Nosotros, pecadores, vivimos la alegría de ser perdonados; vivimos el gozo de ser amados por Dios, no obstante nuestras miserias, nuestra pequeñez. No nos damos cuenta, sin embargo, de la alegría de Dios al perdonarnos; del gozo de Cristo cargando con nuestros pecados, muriendo en la Cruz por nosotros; y resucitando para abrirnos las puertas del Cielo.
Y tampoco nos damos cuenta de Su pena, de Su dolor, cuando encuentra “ovejas perdidas” que no se dejan cuidar, que no quieren ser alzadas hasta los hombros de Cristo, que prefieren desangrarse ellas solas porque no quieren arrodillarse y pedir humildemente perdón.
Todos, a la vez, somos “oveja” y “pastor”. ”Oveja” que se deja guiar por la voz del Pastor, Cristo; y “pastor” que se preocupa del bien de los demás, de nuestros amigos, de nuestras familias, de todos los que trabajan con nosotros, y anhelamos transmitirles la “luz” del Pastor, el gozo de la misericordia de Dios, cuando nos libera del pecado, cuando ayudamos a otras “ovejas” a volver al redil. “¡Felicitadme! He encontrado la oveja que se me había perdido”.

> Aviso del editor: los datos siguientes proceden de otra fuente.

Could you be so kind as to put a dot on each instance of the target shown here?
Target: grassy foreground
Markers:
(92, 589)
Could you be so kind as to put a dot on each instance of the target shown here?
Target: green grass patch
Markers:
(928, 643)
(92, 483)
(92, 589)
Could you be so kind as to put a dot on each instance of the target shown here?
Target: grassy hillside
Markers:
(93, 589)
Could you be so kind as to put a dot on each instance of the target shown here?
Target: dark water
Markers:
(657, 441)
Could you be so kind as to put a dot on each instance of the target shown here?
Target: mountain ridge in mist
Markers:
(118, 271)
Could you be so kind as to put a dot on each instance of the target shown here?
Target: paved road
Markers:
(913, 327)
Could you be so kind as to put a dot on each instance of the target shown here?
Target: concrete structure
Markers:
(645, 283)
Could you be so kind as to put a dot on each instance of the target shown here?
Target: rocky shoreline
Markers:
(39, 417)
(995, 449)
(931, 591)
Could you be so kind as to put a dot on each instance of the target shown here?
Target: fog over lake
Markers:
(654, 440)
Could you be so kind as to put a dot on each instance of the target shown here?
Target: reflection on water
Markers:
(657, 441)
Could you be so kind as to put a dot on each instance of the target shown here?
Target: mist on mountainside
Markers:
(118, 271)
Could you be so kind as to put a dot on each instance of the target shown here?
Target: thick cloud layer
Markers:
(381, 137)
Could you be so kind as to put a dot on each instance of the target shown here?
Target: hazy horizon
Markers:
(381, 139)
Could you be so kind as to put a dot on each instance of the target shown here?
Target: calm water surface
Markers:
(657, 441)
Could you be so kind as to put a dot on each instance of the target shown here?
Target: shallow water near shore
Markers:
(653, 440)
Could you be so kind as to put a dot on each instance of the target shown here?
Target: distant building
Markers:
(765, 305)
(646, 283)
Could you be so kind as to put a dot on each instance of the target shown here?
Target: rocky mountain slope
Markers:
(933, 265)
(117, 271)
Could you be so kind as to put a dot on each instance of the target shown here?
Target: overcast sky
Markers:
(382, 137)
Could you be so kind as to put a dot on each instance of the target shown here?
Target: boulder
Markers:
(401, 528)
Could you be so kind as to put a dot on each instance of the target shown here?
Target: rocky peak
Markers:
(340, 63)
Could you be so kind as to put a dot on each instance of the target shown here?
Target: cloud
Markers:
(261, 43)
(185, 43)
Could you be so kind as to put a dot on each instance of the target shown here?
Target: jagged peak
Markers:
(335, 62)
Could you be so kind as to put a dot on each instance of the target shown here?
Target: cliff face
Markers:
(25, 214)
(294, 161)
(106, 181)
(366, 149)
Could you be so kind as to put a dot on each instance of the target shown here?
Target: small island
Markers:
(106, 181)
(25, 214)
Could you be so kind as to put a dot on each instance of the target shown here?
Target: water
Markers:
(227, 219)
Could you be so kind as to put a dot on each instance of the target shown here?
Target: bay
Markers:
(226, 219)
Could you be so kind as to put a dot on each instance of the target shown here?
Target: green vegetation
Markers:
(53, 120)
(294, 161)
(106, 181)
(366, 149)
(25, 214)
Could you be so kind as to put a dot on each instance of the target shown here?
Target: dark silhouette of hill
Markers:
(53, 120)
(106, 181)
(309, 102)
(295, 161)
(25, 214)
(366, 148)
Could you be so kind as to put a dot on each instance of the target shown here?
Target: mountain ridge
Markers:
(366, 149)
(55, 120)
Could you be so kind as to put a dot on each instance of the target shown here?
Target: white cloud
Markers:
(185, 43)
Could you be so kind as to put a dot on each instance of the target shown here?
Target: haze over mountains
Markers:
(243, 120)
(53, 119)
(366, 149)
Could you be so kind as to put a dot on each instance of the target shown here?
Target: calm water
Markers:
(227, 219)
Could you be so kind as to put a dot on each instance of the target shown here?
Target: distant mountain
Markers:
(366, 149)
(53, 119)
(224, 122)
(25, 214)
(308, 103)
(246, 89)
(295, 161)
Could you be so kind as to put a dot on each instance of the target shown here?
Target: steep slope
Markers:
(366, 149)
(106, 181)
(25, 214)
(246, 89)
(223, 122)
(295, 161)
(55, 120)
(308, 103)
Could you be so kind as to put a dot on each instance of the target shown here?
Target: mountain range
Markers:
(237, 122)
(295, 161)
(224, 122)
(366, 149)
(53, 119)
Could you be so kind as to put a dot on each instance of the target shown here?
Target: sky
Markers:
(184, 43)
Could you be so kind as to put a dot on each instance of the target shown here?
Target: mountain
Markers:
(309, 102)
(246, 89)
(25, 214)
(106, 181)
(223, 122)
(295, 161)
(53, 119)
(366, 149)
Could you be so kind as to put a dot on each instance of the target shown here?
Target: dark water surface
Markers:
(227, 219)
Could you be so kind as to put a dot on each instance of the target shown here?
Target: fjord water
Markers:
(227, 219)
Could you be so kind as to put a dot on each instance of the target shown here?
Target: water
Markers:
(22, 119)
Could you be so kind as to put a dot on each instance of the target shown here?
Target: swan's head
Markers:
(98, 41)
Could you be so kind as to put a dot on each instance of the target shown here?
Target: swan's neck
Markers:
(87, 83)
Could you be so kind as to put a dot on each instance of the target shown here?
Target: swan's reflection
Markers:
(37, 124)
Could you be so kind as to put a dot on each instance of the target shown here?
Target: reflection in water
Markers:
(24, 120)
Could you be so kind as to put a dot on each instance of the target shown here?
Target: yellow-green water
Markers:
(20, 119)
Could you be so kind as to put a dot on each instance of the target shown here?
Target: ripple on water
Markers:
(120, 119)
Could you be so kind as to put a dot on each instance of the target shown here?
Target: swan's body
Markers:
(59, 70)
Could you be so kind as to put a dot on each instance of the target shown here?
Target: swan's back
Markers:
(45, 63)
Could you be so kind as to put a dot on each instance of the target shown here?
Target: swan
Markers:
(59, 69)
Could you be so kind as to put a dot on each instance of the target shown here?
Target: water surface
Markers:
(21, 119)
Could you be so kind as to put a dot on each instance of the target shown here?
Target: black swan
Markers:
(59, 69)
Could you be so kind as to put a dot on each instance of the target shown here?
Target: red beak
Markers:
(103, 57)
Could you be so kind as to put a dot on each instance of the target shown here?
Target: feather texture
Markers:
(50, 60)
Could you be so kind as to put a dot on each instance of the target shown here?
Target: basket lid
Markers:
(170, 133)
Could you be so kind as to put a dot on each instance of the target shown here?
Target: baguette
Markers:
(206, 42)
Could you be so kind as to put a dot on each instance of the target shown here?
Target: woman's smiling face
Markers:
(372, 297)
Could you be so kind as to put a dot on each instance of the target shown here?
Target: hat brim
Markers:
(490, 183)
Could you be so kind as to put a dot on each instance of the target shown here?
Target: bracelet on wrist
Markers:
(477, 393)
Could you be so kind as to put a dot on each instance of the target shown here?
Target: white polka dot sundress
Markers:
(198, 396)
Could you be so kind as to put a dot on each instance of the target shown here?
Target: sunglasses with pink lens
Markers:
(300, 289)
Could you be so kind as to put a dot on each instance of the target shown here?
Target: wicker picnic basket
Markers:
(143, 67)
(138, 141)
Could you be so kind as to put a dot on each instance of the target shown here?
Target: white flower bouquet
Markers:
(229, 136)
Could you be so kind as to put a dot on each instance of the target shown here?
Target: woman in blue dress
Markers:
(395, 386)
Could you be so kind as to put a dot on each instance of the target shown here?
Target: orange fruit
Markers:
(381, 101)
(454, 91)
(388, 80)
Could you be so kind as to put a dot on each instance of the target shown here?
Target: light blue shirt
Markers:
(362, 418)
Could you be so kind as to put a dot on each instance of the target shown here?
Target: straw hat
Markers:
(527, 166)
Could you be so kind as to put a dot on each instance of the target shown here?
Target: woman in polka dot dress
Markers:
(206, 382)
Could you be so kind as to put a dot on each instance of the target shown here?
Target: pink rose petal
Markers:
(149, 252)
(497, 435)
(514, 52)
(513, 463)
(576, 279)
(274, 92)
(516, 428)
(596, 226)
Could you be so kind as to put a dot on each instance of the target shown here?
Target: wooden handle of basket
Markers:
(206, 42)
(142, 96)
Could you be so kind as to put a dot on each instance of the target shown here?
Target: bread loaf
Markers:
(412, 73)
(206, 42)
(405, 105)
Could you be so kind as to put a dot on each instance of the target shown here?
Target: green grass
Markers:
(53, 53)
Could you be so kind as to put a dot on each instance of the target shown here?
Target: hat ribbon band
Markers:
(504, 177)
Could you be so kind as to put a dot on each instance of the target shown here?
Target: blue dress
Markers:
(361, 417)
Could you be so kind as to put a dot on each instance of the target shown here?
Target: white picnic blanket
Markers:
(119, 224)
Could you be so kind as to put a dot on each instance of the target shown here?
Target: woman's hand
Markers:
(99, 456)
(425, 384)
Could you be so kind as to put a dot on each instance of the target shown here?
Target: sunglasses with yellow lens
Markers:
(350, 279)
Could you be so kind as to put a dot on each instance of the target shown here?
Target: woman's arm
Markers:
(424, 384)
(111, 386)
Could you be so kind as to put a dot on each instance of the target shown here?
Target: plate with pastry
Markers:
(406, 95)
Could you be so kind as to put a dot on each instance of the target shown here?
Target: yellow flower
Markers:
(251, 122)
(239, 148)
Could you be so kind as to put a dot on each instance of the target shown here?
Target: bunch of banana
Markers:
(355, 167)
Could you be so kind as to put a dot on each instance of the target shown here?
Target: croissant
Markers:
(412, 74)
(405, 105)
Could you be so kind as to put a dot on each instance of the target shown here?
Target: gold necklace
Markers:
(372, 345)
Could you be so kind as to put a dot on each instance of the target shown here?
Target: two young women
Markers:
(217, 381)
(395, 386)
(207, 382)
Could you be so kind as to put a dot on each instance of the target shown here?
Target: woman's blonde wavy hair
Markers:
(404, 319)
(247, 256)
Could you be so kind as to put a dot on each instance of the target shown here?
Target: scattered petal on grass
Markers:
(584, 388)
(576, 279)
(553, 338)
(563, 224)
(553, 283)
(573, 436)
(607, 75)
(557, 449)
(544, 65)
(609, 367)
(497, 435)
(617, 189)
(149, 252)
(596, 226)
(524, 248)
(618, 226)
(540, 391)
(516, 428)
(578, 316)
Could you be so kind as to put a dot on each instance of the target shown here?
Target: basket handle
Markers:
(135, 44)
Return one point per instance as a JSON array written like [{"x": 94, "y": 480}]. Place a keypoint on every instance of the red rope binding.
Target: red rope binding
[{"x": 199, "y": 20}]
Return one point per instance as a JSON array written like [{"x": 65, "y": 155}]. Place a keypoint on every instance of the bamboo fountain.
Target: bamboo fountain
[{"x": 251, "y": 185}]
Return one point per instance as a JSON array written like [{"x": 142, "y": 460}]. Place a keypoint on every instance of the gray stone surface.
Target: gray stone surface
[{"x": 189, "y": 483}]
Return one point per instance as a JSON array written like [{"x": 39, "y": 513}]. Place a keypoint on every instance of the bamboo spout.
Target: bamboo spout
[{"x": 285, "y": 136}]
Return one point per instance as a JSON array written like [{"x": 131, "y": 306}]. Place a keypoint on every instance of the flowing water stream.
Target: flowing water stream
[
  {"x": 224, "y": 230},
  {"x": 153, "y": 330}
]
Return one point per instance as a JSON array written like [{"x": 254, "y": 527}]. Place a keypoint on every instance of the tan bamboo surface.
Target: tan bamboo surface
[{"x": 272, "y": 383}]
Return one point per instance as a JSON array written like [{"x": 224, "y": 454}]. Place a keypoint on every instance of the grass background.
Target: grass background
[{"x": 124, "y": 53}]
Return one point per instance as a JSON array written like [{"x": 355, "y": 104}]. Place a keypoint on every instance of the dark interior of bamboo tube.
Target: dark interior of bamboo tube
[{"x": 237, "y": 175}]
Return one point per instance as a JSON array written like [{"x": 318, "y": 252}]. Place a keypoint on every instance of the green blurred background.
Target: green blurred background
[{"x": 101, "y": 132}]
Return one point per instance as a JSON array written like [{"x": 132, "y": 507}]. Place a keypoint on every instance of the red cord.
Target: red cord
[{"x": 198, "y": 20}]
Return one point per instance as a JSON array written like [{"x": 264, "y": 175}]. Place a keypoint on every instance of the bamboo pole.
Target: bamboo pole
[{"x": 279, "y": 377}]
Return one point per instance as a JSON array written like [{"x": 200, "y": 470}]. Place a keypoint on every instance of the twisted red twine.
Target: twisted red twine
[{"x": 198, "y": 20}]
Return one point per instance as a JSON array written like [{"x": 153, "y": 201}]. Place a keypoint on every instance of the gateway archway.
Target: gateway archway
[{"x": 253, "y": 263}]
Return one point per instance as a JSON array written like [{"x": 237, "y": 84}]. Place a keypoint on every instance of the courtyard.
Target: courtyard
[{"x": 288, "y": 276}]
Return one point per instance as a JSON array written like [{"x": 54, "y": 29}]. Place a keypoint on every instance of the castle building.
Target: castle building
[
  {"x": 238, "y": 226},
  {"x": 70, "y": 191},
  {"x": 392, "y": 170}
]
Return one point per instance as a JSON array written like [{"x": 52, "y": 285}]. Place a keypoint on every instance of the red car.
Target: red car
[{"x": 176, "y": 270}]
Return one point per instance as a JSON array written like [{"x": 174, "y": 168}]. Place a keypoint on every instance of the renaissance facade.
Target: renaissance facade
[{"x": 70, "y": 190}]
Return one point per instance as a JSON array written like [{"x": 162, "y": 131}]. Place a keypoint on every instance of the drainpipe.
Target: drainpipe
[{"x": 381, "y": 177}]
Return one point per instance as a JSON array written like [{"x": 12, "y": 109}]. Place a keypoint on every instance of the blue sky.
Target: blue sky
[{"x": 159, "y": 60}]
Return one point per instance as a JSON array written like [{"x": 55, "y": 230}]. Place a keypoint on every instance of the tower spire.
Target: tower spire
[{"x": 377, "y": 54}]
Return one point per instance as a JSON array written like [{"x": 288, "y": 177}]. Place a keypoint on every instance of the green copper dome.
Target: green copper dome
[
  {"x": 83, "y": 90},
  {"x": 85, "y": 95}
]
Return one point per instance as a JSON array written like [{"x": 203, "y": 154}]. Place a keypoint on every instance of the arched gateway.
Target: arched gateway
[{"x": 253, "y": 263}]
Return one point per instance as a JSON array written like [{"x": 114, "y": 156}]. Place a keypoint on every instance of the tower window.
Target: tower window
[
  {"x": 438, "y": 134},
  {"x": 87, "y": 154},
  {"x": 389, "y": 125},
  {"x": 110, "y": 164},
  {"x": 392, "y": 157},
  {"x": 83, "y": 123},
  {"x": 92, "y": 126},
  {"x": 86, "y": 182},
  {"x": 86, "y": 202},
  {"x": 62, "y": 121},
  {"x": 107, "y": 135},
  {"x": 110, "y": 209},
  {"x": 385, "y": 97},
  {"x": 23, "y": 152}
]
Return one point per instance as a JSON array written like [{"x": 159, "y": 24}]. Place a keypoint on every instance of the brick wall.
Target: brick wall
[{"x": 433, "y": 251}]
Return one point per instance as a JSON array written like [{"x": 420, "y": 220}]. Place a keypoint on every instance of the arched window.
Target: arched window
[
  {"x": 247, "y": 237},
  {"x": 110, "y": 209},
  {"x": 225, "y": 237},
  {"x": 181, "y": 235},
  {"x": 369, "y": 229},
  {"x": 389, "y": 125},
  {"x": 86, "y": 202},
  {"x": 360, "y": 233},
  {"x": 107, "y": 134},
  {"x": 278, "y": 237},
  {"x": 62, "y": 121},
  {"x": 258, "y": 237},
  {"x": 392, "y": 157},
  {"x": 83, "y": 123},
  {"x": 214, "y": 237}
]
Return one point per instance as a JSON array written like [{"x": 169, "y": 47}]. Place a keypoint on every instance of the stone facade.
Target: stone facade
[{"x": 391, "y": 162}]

Además de salir a nuestro encuentro; además de cargar sobre sus hombros nuestras almas heridas por el pecado; además de curar nuestras heridas, el Señor solo nos pide que le felicitemos. Con las palabras del pastor que encuentra la oveja perdida y de la mujer que barre toda la casa hasta que halla la moneda, el Señor nos pide que también le felicitemos a Él.
¿Cómo podremos felicitar las criaturas a nuestro Creador; cómo podremos felicitar los pecadores a nuestro Redentor; cómo podremos felicitar los “pobres de espíritu”, los “pacíficos”, los caminantes de Emaús en todos los senderos de la tierra, a nuestro Santificador? La respuesta es sencilla: dando gracias.
Es la acción de gracias hacia su padre, que habrá vivido toda su vida el hijo pródigo, allá en el fondo de su alma. Es la acción de gracias que brota del corazón de Nuestra Madre Santa María cuando exulta de gozo al ver las maravillas que el Señor ha hecho en Ella.